PRINCIPALS

The Founders

Charles DeLisi

Co-Founder of CQA, is  currently Metcalf  Professor of Science and Engineering at Boston University, and Dean emeritus of the College of Engineering. He has held senior executive positions in both academia and Government, and is widely recognized as a transformative leader, and recipient of numerous awards for his contributions to computational science and national science policy, including the Presidential Citizens’ Medal (President Clinton) for initiating the Human Genome Project (HGP), and the Smithsonian Platinum Technology Pioneering Leadership award. He played a seminal role in bringing Big Data into biomedical science. Charles, his colleagues and students have published or edited six books and more than 300 research papers.
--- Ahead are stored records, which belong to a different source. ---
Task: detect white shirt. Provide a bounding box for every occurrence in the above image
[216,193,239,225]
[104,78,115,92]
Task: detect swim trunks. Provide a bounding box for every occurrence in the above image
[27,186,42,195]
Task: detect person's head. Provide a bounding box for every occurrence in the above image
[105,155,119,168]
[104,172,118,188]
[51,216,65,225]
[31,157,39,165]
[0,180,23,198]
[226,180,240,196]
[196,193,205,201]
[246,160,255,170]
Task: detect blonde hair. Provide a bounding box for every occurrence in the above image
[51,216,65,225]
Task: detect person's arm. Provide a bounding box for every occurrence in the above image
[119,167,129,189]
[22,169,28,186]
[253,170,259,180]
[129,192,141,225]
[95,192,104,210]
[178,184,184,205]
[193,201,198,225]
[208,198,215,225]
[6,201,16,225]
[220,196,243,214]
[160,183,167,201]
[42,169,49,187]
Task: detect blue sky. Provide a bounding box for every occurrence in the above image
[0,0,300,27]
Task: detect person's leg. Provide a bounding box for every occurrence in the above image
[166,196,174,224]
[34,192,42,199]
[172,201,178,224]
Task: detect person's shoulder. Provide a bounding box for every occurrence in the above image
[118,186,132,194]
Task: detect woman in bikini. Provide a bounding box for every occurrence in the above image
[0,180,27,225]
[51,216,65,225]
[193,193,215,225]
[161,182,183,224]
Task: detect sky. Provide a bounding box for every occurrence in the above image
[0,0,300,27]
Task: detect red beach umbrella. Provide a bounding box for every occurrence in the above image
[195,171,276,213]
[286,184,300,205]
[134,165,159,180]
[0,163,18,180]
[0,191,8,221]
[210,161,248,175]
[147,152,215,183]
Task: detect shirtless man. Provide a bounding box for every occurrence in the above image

Among his current Federally supported projects is the development of a data mining platform used by thousands of researchers worldwide, integrated with software that is capable of detecting subtle patterns in complex data networks. Its goals and methods are similar to those required for innovative approaches to finance. He is prepared to assume full-time CEO responsibilities of CQA during its start-up phase.

Mark Kon

Co-founder of CQA, is professor of Mathematics and Statistics at Boston University, and is affiliated with the Bioinformatics Program and the program in Computational Neuroscience. He received a Ph.D. in Mathematics from MIT, and has Bachelor’s degrees in Mathematics, Physics, and Psychology from Cornell. He has had appointments at Columbia University as Assistant and Associate Professor (Computer Science, Mathematics), and at Harvard and at MIT as visiting Professor. He has approximately 120 publications in mathematics, statistical machine learning, computational biology and neuroscience, statistics, quantum information and mathematical physics, including one book. His recent work in learning theory has investigated complexities of designs for learning machines and neural networks which improve, sometimes significantly, on those for standard architectures, with application areas including finance, and computational biology and neuroscience. He has had research grants and contracts from the American Fulbright Commission, National Science Foundation, National Institutes of Health, and the U.S. Air Force.